Although he says Peterson intends to release the whole interview on his own podcast, so far, I haven't seen it. (If someone knows where it is, please let me know!)
Bp Barron calls Peterson a "bridge figure" from materialistic secularism to religion. I would say that Peterson goes somewhat farther than that -- I certainly wish I'd had him as an undergraduate professor, although I don't think he would have existed in the intellectual climate of that time. He is a leading figure in the so-called "intellectual dark web", which includes an unserious atheist, Sam Harris, but also other figures like Carl Benjamin who, although we might say they are sentimentally materialist, are sufficiently if unconsciously rationalist that they can approach Aristotelian and even Thomistic conclusions.
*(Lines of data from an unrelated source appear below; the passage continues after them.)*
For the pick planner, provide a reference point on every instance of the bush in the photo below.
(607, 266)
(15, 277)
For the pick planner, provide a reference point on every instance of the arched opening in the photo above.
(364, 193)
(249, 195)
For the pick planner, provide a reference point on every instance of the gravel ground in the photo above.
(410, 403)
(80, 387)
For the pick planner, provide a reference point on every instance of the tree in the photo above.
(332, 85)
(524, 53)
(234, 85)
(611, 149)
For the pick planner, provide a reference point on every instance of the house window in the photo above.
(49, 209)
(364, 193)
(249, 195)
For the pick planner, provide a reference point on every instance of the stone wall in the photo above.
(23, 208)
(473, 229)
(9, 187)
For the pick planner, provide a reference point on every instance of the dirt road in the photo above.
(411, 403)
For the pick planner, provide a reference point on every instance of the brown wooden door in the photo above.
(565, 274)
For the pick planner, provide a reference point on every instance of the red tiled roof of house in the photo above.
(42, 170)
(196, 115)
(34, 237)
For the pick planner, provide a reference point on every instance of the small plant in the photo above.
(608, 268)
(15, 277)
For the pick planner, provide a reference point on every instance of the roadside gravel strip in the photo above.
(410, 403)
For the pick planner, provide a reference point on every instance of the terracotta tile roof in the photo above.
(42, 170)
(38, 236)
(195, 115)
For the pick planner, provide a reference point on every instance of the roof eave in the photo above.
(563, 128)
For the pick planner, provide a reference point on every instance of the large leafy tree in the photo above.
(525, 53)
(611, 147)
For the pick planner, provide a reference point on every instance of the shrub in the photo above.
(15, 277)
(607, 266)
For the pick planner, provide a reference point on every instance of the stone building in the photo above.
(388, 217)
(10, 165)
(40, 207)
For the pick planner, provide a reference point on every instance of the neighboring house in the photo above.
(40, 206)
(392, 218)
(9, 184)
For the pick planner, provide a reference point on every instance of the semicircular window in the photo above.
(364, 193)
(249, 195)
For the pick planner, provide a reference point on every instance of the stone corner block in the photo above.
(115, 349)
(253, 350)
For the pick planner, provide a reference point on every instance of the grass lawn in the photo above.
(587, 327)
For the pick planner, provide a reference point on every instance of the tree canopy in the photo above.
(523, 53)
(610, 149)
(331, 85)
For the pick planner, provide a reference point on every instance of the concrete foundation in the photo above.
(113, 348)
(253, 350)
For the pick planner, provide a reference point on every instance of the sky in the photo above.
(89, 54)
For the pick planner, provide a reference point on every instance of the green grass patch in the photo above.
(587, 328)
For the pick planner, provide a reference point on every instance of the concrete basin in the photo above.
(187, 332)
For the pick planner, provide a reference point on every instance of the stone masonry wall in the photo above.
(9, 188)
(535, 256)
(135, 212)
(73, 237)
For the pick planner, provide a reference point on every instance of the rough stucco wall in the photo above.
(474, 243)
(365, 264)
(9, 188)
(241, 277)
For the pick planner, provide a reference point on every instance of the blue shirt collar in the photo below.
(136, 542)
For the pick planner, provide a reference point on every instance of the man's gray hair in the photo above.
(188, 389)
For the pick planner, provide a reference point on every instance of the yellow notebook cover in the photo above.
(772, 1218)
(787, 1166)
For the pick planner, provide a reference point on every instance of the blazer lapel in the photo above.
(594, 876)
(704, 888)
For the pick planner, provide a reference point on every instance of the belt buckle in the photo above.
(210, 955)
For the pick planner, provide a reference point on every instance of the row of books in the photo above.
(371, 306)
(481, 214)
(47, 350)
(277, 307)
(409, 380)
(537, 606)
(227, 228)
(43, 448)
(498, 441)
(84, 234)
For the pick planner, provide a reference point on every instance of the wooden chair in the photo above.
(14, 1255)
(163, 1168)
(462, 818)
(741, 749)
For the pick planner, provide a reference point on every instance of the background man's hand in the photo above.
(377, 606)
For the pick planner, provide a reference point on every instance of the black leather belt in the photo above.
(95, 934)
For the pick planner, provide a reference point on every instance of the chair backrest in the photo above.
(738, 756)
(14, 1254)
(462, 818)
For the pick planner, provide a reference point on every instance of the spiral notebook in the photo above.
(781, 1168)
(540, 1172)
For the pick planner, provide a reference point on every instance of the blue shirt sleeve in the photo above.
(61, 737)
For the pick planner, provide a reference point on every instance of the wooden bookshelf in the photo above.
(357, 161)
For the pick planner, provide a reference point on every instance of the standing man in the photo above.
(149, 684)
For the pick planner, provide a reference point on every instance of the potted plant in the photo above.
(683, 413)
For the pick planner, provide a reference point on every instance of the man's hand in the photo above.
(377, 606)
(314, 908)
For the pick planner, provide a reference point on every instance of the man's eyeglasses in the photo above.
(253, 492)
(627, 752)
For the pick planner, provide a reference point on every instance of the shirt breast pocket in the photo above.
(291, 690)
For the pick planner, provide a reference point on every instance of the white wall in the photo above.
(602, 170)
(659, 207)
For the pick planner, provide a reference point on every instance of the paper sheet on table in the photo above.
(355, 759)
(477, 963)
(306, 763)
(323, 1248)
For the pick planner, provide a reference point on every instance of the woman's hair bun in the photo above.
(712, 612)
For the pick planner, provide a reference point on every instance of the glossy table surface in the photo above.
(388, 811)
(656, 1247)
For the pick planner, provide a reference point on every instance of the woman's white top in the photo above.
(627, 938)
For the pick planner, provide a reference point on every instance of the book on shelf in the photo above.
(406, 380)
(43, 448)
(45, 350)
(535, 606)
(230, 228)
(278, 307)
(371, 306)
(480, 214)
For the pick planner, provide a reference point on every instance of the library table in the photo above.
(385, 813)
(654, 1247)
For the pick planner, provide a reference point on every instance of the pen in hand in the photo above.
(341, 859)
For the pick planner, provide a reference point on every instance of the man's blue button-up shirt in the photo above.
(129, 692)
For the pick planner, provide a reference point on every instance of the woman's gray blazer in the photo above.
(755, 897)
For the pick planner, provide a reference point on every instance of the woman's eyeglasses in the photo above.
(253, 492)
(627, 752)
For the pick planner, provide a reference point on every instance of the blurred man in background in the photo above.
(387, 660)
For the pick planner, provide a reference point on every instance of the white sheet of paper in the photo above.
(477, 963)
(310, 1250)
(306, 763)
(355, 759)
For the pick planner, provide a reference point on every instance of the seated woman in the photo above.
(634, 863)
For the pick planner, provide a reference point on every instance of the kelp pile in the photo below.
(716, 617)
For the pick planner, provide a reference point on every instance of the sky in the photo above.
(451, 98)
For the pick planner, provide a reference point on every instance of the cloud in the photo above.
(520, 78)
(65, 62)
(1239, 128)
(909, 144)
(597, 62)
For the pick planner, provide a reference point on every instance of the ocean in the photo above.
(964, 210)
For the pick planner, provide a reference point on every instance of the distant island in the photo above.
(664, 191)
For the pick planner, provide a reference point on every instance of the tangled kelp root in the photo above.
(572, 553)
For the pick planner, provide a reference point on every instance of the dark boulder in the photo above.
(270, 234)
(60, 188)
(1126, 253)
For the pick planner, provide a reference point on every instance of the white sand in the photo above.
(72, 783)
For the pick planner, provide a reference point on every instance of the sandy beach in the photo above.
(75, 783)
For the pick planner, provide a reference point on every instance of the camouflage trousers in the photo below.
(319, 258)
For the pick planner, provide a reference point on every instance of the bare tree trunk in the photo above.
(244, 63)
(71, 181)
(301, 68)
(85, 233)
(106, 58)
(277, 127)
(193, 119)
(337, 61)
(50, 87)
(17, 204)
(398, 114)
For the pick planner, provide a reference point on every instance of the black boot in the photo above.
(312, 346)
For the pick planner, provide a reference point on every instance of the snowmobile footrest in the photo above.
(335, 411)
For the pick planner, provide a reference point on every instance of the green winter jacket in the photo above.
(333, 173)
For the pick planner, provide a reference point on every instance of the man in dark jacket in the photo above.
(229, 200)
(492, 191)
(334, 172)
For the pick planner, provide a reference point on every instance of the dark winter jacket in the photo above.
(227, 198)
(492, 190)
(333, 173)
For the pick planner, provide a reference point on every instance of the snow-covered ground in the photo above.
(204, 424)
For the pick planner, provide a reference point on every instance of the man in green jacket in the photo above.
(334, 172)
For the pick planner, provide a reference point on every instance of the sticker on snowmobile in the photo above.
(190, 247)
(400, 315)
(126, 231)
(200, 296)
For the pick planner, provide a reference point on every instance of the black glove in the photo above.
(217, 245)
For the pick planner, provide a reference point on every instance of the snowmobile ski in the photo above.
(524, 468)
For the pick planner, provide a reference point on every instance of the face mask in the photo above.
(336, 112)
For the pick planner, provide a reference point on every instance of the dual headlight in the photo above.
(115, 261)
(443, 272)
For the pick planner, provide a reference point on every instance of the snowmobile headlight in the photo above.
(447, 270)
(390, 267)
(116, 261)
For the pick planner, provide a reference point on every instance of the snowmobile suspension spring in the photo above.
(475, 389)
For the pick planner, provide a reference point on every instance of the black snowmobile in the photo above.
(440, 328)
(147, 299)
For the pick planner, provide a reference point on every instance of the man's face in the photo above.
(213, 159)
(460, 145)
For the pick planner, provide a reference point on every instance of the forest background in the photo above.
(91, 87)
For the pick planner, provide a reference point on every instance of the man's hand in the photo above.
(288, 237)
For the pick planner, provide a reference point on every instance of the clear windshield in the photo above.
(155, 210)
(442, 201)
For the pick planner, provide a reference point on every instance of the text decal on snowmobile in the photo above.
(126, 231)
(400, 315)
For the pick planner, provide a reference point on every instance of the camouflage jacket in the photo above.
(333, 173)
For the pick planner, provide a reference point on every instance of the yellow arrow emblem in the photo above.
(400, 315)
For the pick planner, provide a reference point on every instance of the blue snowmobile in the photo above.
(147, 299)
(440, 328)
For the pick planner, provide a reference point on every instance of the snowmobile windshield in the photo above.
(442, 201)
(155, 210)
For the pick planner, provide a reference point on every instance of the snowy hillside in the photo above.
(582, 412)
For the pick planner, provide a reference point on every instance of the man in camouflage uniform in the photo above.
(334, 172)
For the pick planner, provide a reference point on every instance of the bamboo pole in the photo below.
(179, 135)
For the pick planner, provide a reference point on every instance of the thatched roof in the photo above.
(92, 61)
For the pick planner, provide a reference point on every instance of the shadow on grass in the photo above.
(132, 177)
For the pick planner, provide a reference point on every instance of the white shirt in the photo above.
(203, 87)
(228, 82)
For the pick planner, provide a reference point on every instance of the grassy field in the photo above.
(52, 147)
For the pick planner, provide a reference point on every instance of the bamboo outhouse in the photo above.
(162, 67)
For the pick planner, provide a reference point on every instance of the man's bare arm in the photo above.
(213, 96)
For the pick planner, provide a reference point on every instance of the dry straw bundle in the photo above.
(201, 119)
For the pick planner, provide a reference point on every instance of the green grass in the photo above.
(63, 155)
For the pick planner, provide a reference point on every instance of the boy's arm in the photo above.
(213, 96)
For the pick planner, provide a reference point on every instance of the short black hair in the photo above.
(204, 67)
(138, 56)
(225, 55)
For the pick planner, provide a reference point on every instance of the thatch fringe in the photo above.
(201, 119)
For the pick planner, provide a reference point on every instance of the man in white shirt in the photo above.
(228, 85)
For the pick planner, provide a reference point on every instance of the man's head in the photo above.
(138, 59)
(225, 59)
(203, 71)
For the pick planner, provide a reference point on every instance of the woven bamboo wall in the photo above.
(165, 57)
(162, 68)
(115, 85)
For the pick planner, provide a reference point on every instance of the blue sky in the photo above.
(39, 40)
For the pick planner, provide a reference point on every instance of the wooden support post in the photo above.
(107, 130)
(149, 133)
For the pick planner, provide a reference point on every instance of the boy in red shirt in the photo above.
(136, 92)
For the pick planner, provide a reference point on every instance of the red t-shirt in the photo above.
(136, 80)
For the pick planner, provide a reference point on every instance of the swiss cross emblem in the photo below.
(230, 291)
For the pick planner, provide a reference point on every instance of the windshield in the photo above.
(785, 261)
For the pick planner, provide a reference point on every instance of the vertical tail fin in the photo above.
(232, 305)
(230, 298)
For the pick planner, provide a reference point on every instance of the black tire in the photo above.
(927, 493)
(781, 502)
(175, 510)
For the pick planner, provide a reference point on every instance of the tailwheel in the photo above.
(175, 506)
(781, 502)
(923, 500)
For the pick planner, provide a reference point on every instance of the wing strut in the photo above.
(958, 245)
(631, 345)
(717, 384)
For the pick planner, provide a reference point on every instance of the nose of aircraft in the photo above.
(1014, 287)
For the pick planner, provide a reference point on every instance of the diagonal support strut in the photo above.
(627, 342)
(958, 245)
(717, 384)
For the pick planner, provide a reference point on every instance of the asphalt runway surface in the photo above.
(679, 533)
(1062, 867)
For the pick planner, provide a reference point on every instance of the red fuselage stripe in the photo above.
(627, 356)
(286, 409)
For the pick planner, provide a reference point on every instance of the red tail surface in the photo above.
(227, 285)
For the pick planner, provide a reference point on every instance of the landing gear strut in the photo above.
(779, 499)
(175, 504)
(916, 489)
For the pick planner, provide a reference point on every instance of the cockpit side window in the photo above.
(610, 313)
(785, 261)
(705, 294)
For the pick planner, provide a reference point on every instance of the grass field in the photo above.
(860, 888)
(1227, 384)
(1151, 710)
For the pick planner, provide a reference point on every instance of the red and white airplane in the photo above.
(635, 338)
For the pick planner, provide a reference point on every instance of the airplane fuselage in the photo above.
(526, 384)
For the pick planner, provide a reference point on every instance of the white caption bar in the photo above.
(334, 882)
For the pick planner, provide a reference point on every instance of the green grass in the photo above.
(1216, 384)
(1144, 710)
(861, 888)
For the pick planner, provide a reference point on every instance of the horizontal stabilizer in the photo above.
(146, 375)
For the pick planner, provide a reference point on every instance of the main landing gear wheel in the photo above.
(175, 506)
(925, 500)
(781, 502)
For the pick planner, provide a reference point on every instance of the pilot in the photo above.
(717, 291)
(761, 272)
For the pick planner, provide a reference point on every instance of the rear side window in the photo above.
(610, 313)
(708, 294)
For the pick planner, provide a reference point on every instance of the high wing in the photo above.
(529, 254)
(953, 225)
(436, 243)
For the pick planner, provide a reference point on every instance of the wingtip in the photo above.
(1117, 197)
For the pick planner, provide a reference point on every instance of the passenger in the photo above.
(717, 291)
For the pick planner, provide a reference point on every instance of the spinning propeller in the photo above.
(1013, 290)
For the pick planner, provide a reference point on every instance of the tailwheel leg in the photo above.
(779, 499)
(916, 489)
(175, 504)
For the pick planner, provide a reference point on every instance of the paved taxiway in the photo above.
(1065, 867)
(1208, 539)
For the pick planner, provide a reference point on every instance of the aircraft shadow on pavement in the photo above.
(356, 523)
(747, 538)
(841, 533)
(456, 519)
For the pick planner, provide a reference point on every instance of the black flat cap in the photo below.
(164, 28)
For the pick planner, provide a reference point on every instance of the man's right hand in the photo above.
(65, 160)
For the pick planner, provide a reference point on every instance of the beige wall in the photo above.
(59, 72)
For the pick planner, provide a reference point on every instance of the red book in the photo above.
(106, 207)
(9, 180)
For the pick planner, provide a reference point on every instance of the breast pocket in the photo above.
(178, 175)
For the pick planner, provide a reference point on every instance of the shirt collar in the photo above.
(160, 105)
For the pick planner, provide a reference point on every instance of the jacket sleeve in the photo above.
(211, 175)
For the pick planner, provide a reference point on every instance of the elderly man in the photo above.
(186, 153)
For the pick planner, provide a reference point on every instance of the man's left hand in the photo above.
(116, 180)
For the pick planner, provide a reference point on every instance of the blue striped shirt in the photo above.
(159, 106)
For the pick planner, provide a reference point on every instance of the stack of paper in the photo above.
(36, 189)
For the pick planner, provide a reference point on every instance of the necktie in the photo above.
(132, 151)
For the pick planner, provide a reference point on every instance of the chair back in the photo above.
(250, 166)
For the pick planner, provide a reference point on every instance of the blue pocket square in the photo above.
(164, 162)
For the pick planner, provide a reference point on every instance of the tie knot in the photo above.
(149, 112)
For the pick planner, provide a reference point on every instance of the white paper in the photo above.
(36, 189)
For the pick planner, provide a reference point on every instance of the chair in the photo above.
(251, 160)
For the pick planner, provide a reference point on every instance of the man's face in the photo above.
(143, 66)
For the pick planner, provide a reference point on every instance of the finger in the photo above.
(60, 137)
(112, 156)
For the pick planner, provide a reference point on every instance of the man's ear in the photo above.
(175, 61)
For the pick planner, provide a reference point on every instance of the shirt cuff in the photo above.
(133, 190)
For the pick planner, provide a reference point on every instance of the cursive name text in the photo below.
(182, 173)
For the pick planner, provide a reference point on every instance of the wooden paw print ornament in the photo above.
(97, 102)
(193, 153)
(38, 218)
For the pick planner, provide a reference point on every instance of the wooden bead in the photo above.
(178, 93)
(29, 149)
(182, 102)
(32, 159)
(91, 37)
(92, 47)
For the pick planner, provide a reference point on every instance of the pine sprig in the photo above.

Prompted by Barron to outline his views on religious belief, Peterson says, starting at about 5:35
I didn't really feel that I had the moral right to make a claim about belief in God -- I mean, that's not a trivial thing to, to, let's say, proclaim, you know, because it's not really a matter of stating in some verbal manner that I am willing to agree semantically with a set of doctrines. It means that you have to live -- you have to commit to living a certain way, and the demand of that life is so stringent and so all-consuming, and you're so unlikely to live up to it, that to make the claim that you believe, I think is a -- to me, it smacks of a kind of -- I mean, I understand why people do it, and this isn't a criticism of people's statement of faith, but for me, the critical element of belief is the action and the requirements of Christianity are so incredibly demanding that I don't see how you can proclaim yourself a believer without being terrified of immediately being struck down by lightning or some cosmic. . .This is somewhere at the threshold of Thomism, and in what I currently wish I might have had as an undergraduate curriculum, a Peterson-like figure would express a set of secularist dilemmas (like the one that's driven Peterson's career, the problem of 20th-century mass murder), with an Aristotelian-Thomistic rationalism gradually inserted.
The answer to the dilemma Peterson poses here, and it's a real dilemma, and something that remains a dilemma in a conventionally secularist academic environment like Peterson's (where he, let's face it, is not comfortable), is divine mercy and divine grace.
I would imagine that could be covered later in the undergraduate curriculum. But I often come back to Peterson's YouTubes.